La crème pâtissière est rarement dégustée seule, mais elle constitue le cœur de nombreuses pâtisseries. Si elle garnit un mille-feuille ou des choux, un thé noir léger comme un Darjeeling ou un Earl Grey sera un compagnon idéal. Pour une touche de fête, un cidre doux de Normandie, avec ses fines bulles et ses notes de pomme, apportera une fraîcheur bienvenue qui équilibrera la richesse de la crème. Si la crème est utilisée dans une tarte aux fruits, un verre de muscat ou un vin de paille du Jura offrira un accord gourmand et complexe.

La crème pâtissière est un pilier de la pâtisserie française, dont l’origine remonte au 17ème siècle.

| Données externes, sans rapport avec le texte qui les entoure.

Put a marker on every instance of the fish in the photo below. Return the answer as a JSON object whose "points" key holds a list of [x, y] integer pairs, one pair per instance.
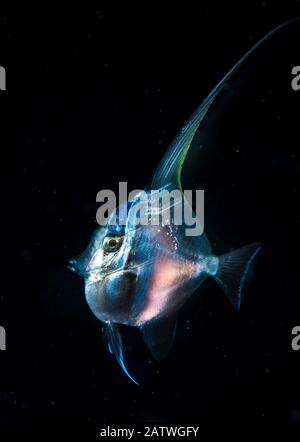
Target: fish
{"points": [[141, 275]]}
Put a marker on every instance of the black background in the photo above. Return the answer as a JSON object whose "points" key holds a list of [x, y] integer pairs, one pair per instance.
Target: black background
{"points": [[94, 96]]}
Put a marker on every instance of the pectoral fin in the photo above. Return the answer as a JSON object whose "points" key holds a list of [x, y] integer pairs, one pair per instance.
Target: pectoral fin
{"points": [[159, 336], [113, 339]]}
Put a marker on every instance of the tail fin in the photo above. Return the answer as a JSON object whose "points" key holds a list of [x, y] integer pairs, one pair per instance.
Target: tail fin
{"points": [[233, 269]]}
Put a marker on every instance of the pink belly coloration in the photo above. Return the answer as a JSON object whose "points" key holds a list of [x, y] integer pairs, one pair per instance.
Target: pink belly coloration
{"points": [[168, 275]]}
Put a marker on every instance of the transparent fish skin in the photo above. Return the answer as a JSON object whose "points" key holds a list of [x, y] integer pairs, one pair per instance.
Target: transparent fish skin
{"points": [[156, 268]]}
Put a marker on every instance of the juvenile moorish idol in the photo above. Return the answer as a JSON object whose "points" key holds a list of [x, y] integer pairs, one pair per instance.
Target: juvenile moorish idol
{"points": [[140, 275]]}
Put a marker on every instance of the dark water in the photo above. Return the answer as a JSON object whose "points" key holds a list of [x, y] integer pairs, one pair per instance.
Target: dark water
{"points": [[94, 98]]}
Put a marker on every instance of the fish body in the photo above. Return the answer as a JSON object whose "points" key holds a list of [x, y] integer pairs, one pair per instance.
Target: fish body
{"points": [[140, 275]]}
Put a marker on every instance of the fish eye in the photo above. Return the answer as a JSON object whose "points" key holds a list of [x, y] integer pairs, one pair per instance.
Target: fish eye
{"points": [[112, 243]]}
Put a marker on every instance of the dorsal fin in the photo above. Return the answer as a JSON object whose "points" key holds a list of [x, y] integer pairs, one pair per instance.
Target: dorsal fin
{"points": [[170, 168]]}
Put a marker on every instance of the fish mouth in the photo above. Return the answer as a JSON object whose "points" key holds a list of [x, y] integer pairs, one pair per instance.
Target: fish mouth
{"points": [[130, 271]]}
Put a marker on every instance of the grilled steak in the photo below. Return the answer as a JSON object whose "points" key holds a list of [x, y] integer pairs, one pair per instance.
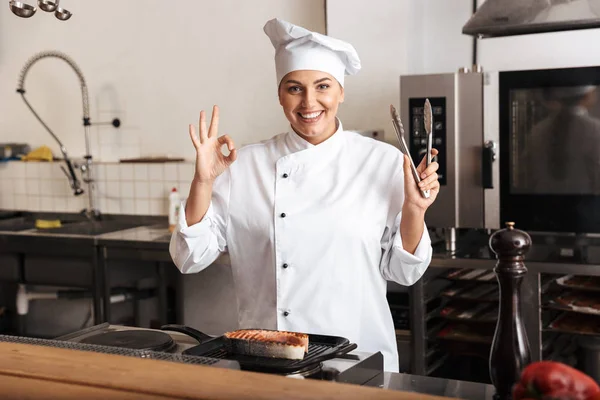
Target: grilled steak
{"points": [[266, 343]]}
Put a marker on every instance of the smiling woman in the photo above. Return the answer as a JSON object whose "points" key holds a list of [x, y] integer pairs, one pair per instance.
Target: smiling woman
{"points": [[314, 220], [310, 101]]}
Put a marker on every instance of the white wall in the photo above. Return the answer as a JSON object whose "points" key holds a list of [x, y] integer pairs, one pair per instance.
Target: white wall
{"points": [[396, 37], [153, 64], [377, 29], [448, 49]]}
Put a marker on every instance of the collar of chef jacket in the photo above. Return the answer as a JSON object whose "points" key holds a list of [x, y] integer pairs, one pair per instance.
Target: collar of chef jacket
{"points": [[304, 154]]}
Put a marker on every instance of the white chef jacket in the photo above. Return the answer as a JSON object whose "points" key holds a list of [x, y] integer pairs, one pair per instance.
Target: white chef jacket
{"points": [[313, 234]]}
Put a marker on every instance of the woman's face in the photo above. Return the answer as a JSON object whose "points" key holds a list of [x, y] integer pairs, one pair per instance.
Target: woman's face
{"points": [[310, 101]]}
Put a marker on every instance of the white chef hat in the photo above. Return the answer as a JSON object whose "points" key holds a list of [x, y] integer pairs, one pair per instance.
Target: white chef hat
{"points": [[297, 48]]}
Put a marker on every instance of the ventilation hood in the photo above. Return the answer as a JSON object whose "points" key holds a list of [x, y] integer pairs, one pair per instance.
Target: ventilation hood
{"points": [[496, 18]]}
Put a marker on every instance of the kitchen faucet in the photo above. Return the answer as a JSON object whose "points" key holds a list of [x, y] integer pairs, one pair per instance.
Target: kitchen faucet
{"points": [[86, 168]]}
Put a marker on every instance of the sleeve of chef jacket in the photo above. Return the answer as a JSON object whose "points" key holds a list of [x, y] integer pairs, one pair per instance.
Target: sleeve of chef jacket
{"points": [[195, 247], [397, 264]]}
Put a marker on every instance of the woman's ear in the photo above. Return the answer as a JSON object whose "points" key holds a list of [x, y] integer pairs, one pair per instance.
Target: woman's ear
{"points": [[279, 95]]}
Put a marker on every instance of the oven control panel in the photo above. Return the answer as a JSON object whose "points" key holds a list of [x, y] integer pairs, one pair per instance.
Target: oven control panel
{"points": [[417, 137]]}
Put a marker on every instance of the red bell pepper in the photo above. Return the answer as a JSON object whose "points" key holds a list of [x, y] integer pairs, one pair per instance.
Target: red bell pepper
{"points": [[549, 380]]}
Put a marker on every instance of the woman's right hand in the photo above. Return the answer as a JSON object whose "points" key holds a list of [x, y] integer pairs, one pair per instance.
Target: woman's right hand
{"points": [[210, 161]]}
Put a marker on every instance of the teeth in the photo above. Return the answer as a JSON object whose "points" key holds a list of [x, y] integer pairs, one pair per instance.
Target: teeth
{"points": [[311, 115]]}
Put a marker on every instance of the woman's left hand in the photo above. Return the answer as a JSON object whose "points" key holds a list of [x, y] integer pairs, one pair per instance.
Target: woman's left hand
{"points": [[429, 181]]}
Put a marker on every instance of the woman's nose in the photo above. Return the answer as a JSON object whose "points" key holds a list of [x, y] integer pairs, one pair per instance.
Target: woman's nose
{"points": [[309, 98]]}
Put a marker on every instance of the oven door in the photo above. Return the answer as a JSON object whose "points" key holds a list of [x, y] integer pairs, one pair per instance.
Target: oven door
{"points": [[550, 149]]}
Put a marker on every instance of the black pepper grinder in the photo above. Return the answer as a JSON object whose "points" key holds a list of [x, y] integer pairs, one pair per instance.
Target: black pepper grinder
{"points": [[510, 349]]}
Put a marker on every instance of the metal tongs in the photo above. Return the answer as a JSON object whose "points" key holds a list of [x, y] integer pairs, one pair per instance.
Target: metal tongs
{"points": [[404, 148]]}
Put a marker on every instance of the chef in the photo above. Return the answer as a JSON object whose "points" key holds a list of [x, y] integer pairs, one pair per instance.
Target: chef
{"points": [[315, 220]]}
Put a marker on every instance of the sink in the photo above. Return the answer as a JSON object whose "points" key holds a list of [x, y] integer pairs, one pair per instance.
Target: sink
{"points": [[91, 228]]}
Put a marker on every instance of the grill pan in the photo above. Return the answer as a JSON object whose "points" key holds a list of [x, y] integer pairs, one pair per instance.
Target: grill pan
{"points": [[320, 348]]}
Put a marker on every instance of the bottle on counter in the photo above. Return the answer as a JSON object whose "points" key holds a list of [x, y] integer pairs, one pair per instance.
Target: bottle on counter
{"points": [[174, 205]]}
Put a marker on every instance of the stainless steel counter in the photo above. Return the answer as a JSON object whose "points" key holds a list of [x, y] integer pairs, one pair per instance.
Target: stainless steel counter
{"points": [[433, 386]]}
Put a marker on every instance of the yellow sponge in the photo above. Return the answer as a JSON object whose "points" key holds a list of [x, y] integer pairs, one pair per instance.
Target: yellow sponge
{"points": [[40, 154], [47, 224]]}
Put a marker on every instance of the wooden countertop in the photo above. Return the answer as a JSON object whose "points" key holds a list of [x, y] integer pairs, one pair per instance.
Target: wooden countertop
{"points": [[39, 372]]}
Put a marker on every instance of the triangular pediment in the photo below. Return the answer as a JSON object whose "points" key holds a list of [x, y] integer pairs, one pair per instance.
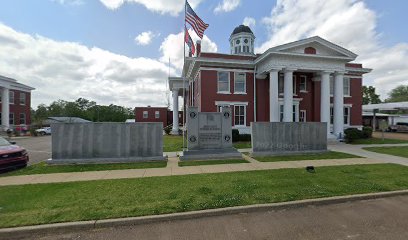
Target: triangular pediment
{"points": [[315, 46]]}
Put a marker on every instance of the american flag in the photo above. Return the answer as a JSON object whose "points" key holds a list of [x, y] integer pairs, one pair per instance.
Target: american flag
{"points": [[189, 41], [196, 23]]}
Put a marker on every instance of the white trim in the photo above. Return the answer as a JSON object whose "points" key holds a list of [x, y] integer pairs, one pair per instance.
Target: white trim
{"points": [[229, 82], [226, 69], [235, 80], [223, 103], [245, 113], [300, 83]]}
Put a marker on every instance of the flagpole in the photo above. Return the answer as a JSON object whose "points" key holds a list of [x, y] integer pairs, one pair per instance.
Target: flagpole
{"points": [[184, 62]]}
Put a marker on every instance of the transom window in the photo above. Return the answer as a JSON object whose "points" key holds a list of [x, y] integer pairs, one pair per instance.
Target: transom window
{"points": [[223, 82], [302, 84], [239, 115], [22, 98], [239, 83]]}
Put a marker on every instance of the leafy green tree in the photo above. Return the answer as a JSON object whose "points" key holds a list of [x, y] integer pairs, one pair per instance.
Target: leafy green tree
{"points": [[398, 94], [369, 95]]}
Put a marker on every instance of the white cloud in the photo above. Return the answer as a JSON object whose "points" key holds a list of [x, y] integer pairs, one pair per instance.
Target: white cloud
{"points": [[250, 22], [68, 70], [144, 38], [349, 23], [70, 2], [172, 7], [227, 6], [172, 47]]}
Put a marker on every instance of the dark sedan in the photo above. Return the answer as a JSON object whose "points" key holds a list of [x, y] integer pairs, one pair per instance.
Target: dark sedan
{"points": [[11, 155]]}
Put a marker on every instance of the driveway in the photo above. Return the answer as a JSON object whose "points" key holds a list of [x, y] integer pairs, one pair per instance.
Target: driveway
{"points": [[384, 218], [39, 148]]}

On attribue souvent sa création, ou du moins sa popularisation, au célèbre chef François Massialot, cuisinier de plusieurs princes et ducs. Il la mentionne dans son ouvrage ‘Le Cuisinier roïal et bourgeois’ en 1691. À l’époque, elle était plus rustique, souvent épaissie à la farine de blé. C’est le grand Antonin Carême, au 19ème siècle, qui la perfectionnera en utilisant de la fécule, lui conférant la légèreté et la finesse qu’on lui connaît aujourd’hui. Elle est la base de nombreuses autres crèmes comme la crème diplomate, mélangée à de la crème fouettée, la crème chiboust, avec de la meringue italienne, ou la crème frangipane, avec de la crème d’amandes.